EDIT: Here’s another good example: Circles tests. I used the example previously of finding someone with the Surgery skill OMG RIGHT NOW because your friend took a Mortal Wound.

You’re supposed to apply the modifiers based on the situation - what’s relevant and what’s not. The critical factors here are time and skill - you want someone who can get the job done AND they need to be there right now. But how do you actually determine what applies to the situation?

You could totally decide that, really, the OMGRIGHTNOW is what’s at stake, so it would become an Ob 4 Circles test. I mean, of course you could find a surgeon, right? Or you could decide that it’s really the skill that’s hard to find, so that’s why it’s an Ob 4 test.

OR, you have the ability to say that, really, BOTH apply in the situation - Ob 7. And depending on how you decide, you make very different sorts of tests, and push for very different sorts of narratives. You can make a conscious decision to say, “This situation SHOULD be hard. It SHOULD be desperate. Both of the penalties should apply because I want this situation to be that dire.” Ob 7. Perfectly within the rules.

And maybe later, in a similar situation, I say it’s an Ob 4, because the test isn’t as critical to the story that time around, or because that’s not a good place to introduce the conflict. Or maybe there really is a cut-and-dry “the conflict is about this one specific aspect” situation.

But adjusting the difficulty within the scope of the rules to control the pace of the game, and to fit the situation at hand, is the GM’s job.

Page 28 of BWG under “Disadvantage” says that the GM can assign disadvantage penalties to any test when it makes sense.
Page 551 of BWG states, in part, that it is the job of the GM to challenge the players.

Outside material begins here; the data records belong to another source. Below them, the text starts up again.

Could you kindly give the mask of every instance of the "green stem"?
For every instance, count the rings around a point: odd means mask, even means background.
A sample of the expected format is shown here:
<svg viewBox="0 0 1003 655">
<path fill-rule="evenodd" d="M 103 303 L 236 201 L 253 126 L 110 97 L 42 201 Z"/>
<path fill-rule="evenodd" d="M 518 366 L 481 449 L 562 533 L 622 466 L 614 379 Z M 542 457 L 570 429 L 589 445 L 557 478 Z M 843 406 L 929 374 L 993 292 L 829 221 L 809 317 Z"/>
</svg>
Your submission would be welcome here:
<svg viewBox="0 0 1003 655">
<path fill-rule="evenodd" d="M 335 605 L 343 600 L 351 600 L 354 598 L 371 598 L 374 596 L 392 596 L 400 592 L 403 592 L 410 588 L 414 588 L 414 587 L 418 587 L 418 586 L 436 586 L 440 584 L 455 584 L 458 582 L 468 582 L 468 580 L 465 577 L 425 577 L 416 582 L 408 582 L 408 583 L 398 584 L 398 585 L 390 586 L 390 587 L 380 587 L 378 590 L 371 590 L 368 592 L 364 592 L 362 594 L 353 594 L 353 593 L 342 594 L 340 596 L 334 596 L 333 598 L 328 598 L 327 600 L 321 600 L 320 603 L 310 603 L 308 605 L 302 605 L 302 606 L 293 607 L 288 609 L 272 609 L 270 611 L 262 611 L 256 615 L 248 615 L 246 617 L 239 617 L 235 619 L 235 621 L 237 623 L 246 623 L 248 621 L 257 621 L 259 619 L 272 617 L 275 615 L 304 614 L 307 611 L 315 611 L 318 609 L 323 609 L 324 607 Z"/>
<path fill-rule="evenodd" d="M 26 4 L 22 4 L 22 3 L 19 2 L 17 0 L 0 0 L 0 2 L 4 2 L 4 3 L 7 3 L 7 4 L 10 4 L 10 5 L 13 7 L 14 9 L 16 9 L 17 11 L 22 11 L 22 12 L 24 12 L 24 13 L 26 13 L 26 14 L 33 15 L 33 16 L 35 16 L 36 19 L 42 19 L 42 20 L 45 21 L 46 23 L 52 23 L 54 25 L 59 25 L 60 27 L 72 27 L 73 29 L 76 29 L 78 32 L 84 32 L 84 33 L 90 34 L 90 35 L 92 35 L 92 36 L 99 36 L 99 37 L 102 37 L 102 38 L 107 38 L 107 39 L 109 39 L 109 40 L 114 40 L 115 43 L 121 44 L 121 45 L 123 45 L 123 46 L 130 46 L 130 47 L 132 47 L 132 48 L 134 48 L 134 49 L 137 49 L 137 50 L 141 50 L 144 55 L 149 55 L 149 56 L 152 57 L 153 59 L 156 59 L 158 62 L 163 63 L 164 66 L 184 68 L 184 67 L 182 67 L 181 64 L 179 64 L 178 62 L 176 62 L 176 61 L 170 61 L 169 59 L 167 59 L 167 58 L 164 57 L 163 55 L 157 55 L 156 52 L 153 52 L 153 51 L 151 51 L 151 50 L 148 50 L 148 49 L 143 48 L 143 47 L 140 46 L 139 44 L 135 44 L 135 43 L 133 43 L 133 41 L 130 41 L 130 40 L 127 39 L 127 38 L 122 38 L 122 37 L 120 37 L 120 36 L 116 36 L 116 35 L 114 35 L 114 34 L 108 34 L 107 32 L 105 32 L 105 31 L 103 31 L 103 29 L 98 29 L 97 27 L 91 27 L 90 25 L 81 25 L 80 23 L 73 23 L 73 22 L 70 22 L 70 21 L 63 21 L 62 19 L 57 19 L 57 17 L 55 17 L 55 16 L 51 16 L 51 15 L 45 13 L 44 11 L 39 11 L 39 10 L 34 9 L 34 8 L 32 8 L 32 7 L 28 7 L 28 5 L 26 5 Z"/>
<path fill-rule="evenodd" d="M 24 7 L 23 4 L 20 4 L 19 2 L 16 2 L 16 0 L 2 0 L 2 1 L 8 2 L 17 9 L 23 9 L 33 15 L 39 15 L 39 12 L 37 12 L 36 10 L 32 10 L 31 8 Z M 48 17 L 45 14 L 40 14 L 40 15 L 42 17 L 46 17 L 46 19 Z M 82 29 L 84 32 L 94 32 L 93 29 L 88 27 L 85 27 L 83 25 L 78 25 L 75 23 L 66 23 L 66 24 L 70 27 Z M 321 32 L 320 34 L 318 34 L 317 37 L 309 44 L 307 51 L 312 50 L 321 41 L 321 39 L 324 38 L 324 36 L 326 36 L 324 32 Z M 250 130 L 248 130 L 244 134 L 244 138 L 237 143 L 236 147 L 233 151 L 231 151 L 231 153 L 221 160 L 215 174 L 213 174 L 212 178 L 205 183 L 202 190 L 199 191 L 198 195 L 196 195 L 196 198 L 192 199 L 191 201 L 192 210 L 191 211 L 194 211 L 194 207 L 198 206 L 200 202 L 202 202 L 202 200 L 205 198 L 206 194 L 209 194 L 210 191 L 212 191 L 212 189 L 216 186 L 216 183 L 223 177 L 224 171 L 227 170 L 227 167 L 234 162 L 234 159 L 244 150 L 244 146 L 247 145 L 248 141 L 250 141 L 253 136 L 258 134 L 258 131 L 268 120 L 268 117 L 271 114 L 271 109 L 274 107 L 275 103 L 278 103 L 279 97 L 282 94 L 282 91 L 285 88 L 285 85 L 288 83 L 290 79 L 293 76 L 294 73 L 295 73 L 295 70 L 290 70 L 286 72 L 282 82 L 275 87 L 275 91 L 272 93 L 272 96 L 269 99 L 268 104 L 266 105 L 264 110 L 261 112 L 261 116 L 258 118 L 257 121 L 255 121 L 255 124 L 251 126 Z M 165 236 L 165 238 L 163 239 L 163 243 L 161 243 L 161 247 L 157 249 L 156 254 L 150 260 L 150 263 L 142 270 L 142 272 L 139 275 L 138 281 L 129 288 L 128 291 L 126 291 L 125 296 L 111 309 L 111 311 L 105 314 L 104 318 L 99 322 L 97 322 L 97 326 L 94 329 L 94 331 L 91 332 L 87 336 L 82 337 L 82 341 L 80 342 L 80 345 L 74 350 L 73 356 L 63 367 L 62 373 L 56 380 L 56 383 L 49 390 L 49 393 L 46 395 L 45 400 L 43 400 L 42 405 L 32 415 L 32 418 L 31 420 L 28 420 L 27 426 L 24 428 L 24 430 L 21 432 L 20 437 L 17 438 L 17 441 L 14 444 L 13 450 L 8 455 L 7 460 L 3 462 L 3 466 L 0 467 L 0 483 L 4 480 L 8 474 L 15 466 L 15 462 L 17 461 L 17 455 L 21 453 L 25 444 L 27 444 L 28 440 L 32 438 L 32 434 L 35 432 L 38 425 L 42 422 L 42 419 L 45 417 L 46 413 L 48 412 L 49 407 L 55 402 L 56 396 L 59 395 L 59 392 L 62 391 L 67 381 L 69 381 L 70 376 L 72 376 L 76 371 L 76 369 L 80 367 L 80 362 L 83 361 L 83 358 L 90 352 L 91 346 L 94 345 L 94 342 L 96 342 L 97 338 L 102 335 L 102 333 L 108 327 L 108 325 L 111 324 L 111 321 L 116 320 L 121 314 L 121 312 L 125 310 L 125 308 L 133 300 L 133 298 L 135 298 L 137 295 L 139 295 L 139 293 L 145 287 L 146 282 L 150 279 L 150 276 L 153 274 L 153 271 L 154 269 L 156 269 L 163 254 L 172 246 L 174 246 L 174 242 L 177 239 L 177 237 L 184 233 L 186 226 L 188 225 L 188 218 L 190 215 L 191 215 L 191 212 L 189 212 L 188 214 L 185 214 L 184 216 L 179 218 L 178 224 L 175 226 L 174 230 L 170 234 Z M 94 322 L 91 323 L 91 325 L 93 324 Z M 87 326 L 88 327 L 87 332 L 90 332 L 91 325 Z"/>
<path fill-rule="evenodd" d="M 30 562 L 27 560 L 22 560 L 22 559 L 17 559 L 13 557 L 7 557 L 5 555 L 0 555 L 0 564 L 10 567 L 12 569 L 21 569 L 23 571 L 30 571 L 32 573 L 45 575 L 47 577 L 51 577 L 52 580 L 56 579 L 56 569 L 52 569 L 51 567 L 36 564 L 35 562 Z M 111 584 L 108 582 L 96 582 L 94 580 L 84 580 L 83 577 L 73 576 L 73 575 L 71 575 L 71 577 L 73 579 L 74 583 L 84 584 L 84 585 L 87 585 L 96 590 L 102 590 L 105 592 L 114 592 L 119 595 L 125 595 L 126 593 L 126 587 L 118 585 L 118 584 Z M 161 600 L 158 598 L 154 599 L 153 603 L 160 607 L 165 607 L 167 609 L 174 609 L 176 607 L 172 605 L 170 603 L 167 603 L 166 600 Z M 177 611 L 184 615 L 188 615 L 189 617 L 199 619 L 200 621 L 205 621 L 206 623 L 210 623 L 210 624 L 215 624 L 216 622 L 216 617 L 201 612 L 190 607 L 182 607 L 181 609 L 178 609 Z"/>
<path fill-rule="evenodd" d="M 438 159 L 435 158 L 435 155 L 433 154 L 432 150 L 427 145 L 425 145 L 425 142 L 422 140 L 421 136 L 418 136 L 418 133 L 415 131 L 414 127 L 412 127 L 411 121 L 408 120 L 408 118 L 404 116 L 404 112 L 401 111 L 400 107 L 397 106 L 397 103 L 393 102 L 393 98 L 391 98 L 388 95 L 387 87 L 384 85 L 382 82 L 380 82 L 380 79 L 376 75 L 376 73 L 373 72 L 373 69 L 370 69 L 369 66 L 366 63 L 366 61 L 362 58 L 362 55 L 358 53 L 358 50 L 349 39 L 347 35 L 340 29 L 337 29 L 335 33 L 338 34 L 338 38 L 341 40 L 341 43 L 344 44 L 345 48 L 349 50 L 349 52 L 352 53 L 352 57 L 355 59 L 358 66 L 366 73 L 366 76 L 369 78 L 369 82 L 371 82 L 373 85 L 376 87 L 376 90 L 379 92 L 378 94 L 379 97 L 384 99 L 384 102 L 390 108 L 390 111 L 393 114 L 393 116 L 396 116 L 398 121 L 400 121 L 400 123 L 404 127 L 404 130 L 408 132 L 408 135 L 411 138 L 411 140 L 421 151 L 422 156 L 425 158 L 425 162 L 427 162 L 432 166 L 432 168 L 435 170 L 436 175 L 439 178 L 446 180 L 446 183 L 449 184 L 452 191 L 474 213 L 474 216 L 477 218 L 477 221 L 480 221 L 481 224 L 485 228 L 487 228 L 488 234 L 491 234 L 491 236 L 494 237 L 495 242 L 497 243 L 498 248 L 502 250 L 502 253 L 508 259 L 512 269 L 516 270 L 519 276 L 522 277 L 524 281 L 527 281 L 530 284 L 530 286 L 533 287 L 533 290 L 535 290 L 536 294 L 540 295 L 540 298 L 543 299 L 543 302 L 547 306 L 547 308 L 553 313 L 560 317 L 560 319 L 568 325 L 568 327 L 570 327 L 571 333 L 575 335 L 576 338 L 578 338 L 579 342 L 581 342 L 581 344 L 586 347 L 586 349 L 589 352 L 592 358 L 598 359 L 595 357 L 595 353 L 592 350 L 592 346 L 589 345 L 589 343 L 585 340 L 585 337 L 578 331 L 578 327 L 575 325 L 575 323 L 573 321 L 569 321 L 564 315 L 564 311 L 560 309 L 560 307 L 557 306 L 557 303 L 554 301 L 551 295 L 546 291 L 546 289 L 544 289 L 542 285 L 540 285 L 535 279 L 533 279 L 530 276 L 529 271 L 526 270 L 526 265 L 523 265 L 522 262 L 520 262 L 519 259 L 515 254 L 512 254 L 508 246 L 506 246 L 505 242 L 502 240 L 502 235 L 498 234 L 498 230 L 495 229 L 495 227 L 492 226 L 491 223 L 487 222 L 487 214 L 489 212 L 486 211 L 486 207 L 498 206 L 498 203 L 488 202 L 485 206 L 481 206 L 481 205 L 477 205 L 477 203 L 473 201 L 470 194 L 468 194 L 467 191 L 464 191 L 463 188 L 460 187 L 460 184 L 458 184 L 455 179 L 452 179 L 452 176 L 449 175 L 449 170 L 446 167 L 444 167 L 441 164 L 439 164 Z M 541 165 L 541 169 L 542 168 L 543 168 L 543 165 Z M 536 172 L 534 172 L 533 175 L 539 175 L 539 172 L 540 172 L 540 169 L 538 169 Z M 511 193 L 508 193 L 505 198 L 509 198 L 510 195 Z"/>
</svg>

The Adventure Burner discusses obstacle setting at length, but the text agrees with what I’ve been saying. Here are some excerpts:
“The system hands out plenty of obstacle penalties on its own, but the GM can distribute disadvantage as he sees fit.”
“Furthermore, at a certain level of play, obstacle penalties are necessary to keep the advancement system running.”

And the big one:
“The GM sets the obstacles for tests. They are his prime tool for challenging the players. Some players cry foul that the GM can seemingly set an arbitrary difficulty for their goals. Well, tough luck. Someone has got to make these challenges hard. In this game, the GM does that heavy lifting. His role is to challenge the players - setting obstacles is fundamental to that opposition.”

So I guess no one statement says, “The GM may assign whatever Ob he feels appropriate to the test, for the sake of challenging the players and driving the narrative,” but that’s what the system is saying. Even an Ob 1 Sword test can be made arbitrarily harder, when the GM has cleverly assembled his narrative elements to have it make sense.

And that’s the key, and the art of GM’ing: weaving your narrative elements together in such a way that you can pull a challenge of any level out of anywhere, and have it make sense in the game fiction. Sure, if you abuse that power your players will not have as much fun, because your arbitrary difficulty setting is tantamount to railroading. However, the GM does have the power to make a test harder for almost any reason, and he often has to make a test harder in order to ensure that the players are being adequately challenged and so that they can continue to advance. It is a very powerful tool, and one that should be wielded judiciously, I agree. The key, again, is to be able to explain to the players why the test is as hard as it is, and have that make sense to them.